L’annonce du reconfinement est tombée et la vision des compagnies aériennes s’est encore raccourcie. Une situation particulièrement criante lorsqu’Air France a annoncé en fin de semaine dernière ne pas avoir de perspective sur son programme de vols au-delà du week-end… Non pas que cette vision ait eu l’occasion d’être longue depuis le début de la crise. Mais après un été presque encourageant et malgré un net ralentissement de la reprise du trafic à partir de la fin du mois d’août, le secteur a un temps espéré que l’automne serait marqué par un plateau relativement stable.
Eurocontrol avait lancé l’alerte tôt : son directeur général Eamonn Brennan a révisé les prévisions de trafic en Europe drastiquement à la baisse en septembre et prévenu qu’il allait certainement devoir les revoir à nouveau. Les low-cost également, en mal de réservations alors que les passagers réservent de plus en plus à la dernière minute, ont annoncé des réductions importantes de programmes de vols, déjà élaborés à des niveaux bien inférieurs à ceux de 2019.
La multiplication des annonces de reconfinement, inaugurées par l’Irlande et maintenant de plus en plus suivies, ont tué tout espoir pour le quatrième trimestre. Traditionnellement plus difficile que le troisième en temps normal, il va sérieusement aggraver la situation des compagnies aériennes.
En France, la deuxième vague de l’épidémie de covid-19 arrive en effet alors que les moratoires sur les taxes et les charges qui avaient été consentis pour soutenir le secteur lors de la première vague arrivent à terme, alors que la dette des compagnies aériennes a explosé et alors que la question du remboursement des prêts garantis par l’Etat commence à se poser pour les sociétés qui en ont bénéficié. La crise des liquidités est plus importante que jamais et n’épargne personne.

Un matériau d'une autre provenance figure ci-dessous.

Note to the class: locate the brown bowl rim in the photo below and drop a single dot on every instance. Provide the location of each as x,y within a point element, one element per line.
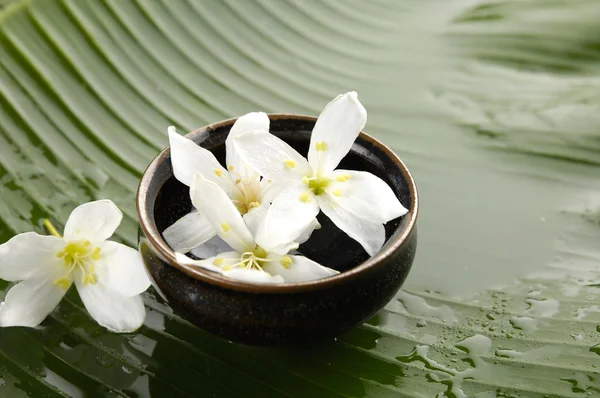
<point>158,243</point>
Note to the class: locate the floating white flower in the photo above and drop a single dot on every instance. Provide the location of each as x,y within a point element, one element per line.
<point>109,276</point>
<point>247,261</point>
<point>358,202</point>
<point>249,193</point>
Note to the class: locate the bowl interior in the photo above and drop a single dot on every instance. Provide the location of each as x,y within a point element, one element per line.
<point>168,199</point>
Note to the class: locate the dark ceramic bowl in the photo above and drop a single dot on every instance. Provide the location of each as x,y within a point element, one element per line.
<point>288,313</point>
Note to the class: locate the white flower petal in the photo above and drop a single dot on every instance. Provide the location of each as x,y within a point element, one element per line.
<point>370,235</point>
<point>222,259</point>
<point>270,189</point>
<point>110,308</point>
<point>248,122</point>
<point>287,218</point>
<point>336,130</point>
<point>189,232</point>
<point>28,255</point>
<point>252,276</point>
<point>125,270</point>
<point>271,157</point>
<point>210,200</point>
<point>189,159</point>
<point>301,269</point>
<point>304,236</point>
<point>93,221</point>
<point>255,217</point>
<point>365,195</point>
<point>212,247</point>
<point>29,302</point>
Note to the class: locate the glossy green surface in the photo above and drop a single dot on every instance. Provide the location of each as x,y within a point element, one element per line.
<point>494,108</point>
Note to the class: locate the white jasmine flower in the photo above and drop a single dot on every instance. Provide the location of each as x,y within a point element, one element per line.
<point>109,276</point>
<point>359,203</point>
<point>246,260</point>
<point>244,187</point>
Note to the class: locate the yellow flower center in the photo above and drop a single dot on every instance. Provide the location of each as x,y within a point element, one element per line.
<point>317,184</point>
<point>78,255</point>
<point>254,259</point>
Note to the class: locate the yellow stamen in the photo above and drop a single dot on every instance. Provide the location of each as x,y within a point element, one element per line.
<point>51,228</point>
<point>96,254</point>
<point>218,261</point>
<point>290,163</point>
<point>343,177</point>
<point>304,197</point>
<point>285,262</point>
<point>320,146</point>
<point>63,283</point>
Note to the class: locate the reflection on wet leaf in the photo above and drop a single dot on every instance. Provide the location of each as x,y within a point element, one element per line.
<point>494,106</point>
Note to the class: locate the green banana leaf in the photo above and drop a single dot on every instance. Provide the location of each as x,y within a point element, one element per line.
<point>494,106</point>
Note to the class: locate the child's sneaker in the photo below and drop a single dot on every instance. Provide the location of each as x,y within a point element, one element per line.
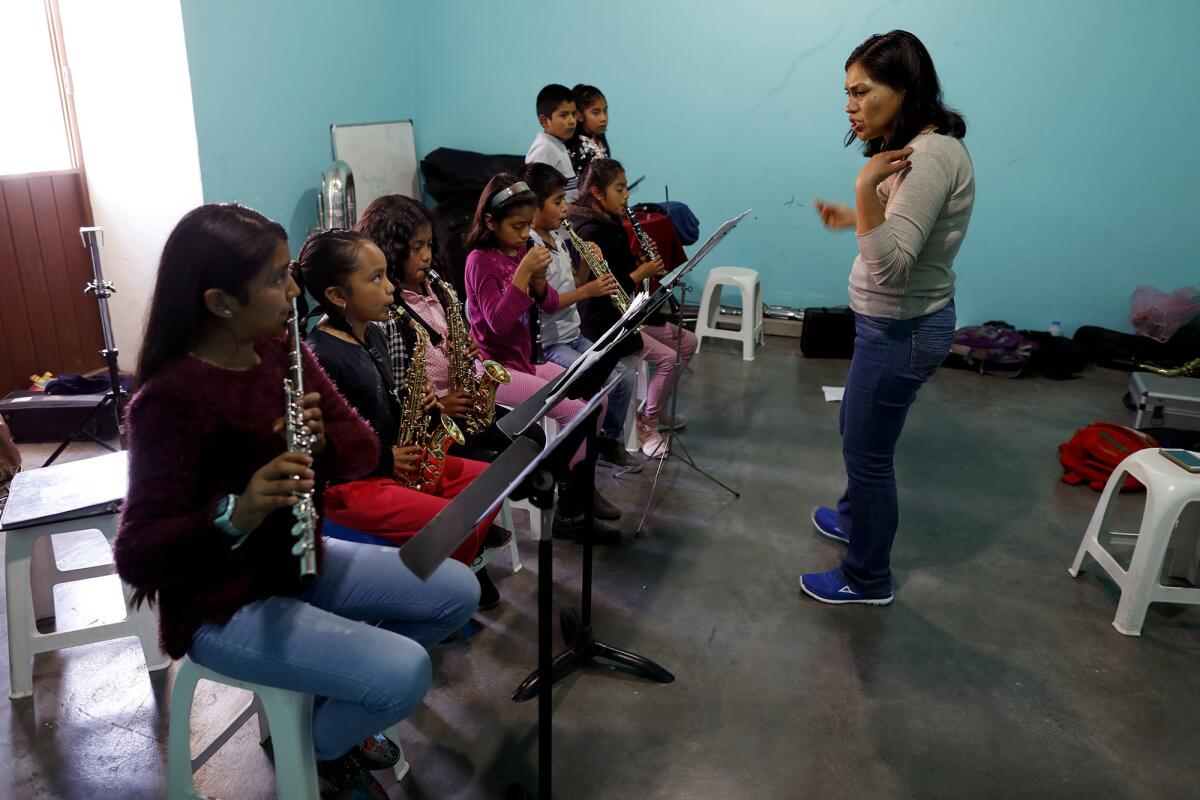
<point>826,522</point>
<point>831,588</point>
<point>653,444</point>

Air France expliquait récemment qu’elle perdait dix millions d’euros par jour. Même si la compagnie a réussi à alléger ses coûts, elle estime avoir de quoi tenir moins d’un an avec sa trésorerie. Ainsi, après la présentation des résultats d’Air France-KLM le 30 octobre, Frédéric Gagey, le directeur financier du groupe, et Anne Rigail, la directrice générale d’Air France, ont tous deux soutenu qu’un renforcement des fonds propres, comme le groupe Lufthansa a, lui, pu en profiter, allait être essentiel pour aider le groupe à naviguer à travers la crise. Mais le groupe a été confronté à un autre problème à plus court terme : la menace (désormais écartée) d’échec du plan de soutien à KLM.
L’éventualité d’avoir des liquidités pour tenir jusqu’aux opportunités de l’été prochain, c’est plus que ne peuvent espérer la plupart des autres compagnies françaises, qui réclament elles aussi davantage d’écoute et de soutien à un Etat dont les caisses sont vides. Esquisser une stratégie à six mois est devenu un rêve, déclaraient des directeurs de compagnies la semaine dernière.
Mais dans ce brouillard persistant, il y a une lueur diffuse : le secteur est toujours capable d’intéresser les investisseurs, comme le montre le groupe CMA en entrant au capital du groupe Dubreuil ou le possible sauvetage de Corsair par des investisseurs ultra-marins. Au-delà de la promesse de restructuration et malgré les difficultés immédiates, il y a quand même une promesse d’avenir pour le transport aérien.